Reid sintió que su cara se ruborizaba de nuevo. “Sí. Supongo que sí”.
Ella volvió a sonreír. Parecía que estaba disfrutando de su torpeza. En el campo, como Kent Steele, había demostrado que podía confiar, ser capaz y discreto. Pero aquí, en el mundo real, era tan raro como cualquiera podría ser después de casi dos años de celibato.
“¿Y tú?”, preguntó ella. “¿Cómo lo llevas?”
“Estoy bien”, dijo. “Bien”. Tan pronto como lo dijo, se arrepintió. ¿No había aprendido de su hija que la honestidad era la mejor política? “Eso es mentira”, dijo inmediatamente. “Supongo que no me ha ido tan bien. Me mantengo ocupado con todas estas tareas innecesarias e invento excusas, porque si me detengo lo suficiente para estar a solas con mis pensamientos, recuerdo sus nombres. Veo sus caras, Maria. Y no puedo evitar pensar que no hice lo suficiente para detenerlo”.
Ella sabía exactamente a qué se refería – a las nueve personas que murieron en la única y exitosa explosión que Amón detonó en Davos. Maria se acercó a la mesa y le cogió la mano. Su toque le provocó un hormigueo eléctrico en el brazo e incluso pareció calmar sus nervios. Sus dedos eran cálidos y suaves con relación a los de él.
“Esa es la realidad a la que nos enfrentamos”, dijo ella. “No podemos salvar a todos. Sé que no tienes todos tus recuerdos como Cero, pero si los tuvieras, lo sabrías”.
“Tal vez no quiero saber eso”, dijo en voz baja.
“Lo entiendo. Todavía lo intentamos. Pero pensar que puedes mantener el mundo a salvo del daño te volverá loco. Se llevaron nueve vidas, Kent. Sucedió y no hay forma de volver atrás. Pero podrían haber sido cientos. Podrían haber sido miles. Así es como hay que verlo”.
“¿Y si no puedo?”
“Entonces… ¿encuentra un buen pasatiempo, tal vez? Yo hago tejidos”.

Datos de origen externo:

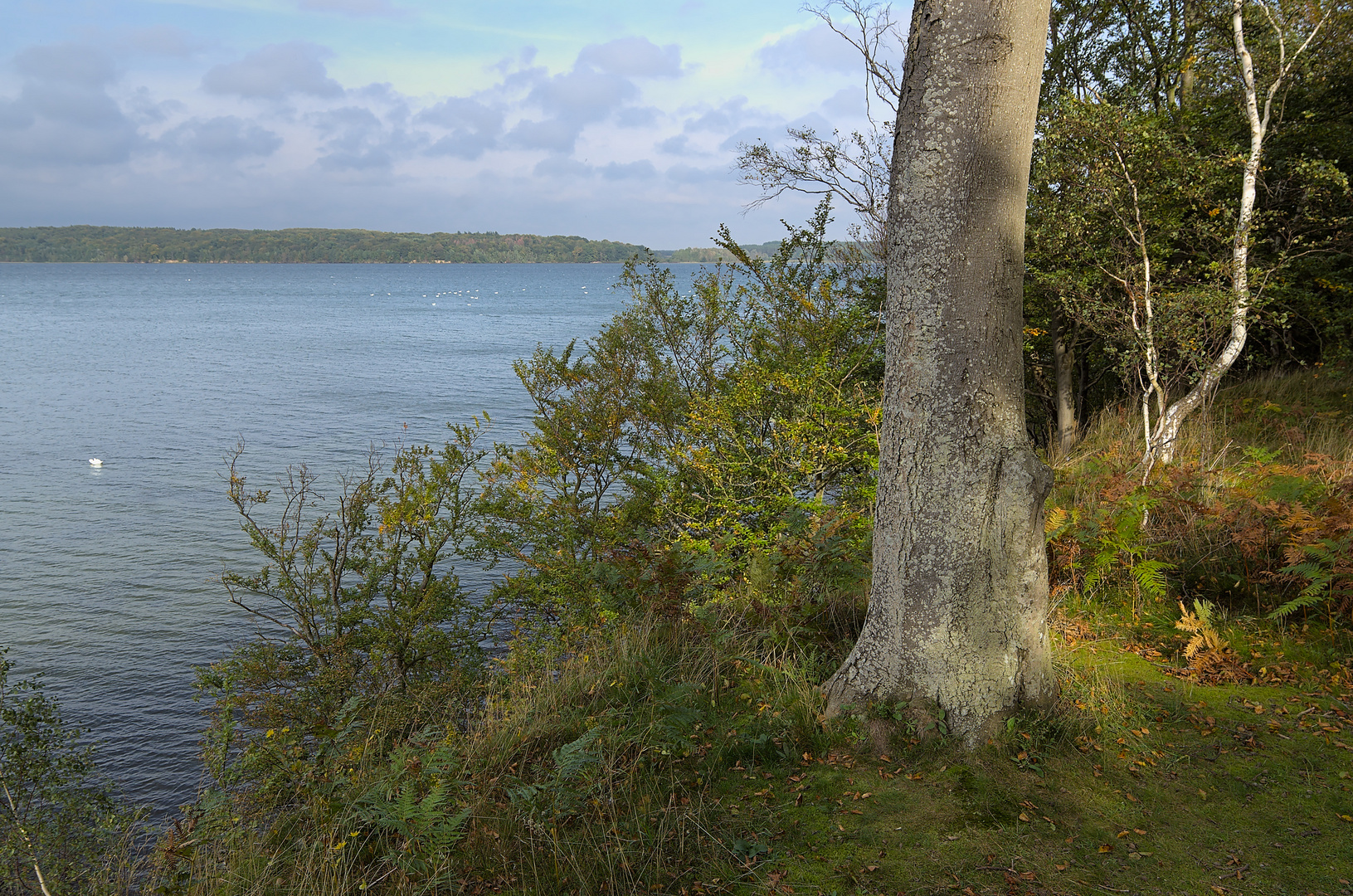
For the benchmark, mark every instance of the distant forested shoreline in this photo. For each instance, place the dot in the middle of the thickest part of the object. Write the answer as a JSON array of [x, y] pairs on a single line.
[[297, 246], [324, 246]]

No pudo evitar reírse. “¿Haces tejidos?” No podía imaginar a Maria tejiendo. ¿Usando agujas de tejer como arma para paralizar a un insurgente? Por supuesto que sí. ¿Pero tejer de verdad?
Se sostuvo la barbilla en alto. “Sí, hago tejidos. No te rías. Acabo de hacer una manta que es más suave que cualquier cosa que hayas sentido en toda tu vida. Mi punto es, encontrar un pasatiempo. Necesitas algo para mantener las manos y la mente ocupadas. ¿Qué hay de tu memoria? ¿Alguna mejora allí?”
Él suspiró. “En realidad no. Supongo que no he tenido mucho que hacer. Todavía estoy un poco desorientado”. Dejó el menú a un lado y retorció las manos en la mesa. “Aunque, ya que lo mencionas… tuve algo extraño justo hoy temprano. Un fragmento de algo regresó. Era sobre Kate”.
“¿Oh?” Maria se mordió el labio inferior.
“Sí”. Se quedó callado durante un largo momento. “Las cosas entre Kate y yo… antes de morir. Estaban bien, ¿verdad?”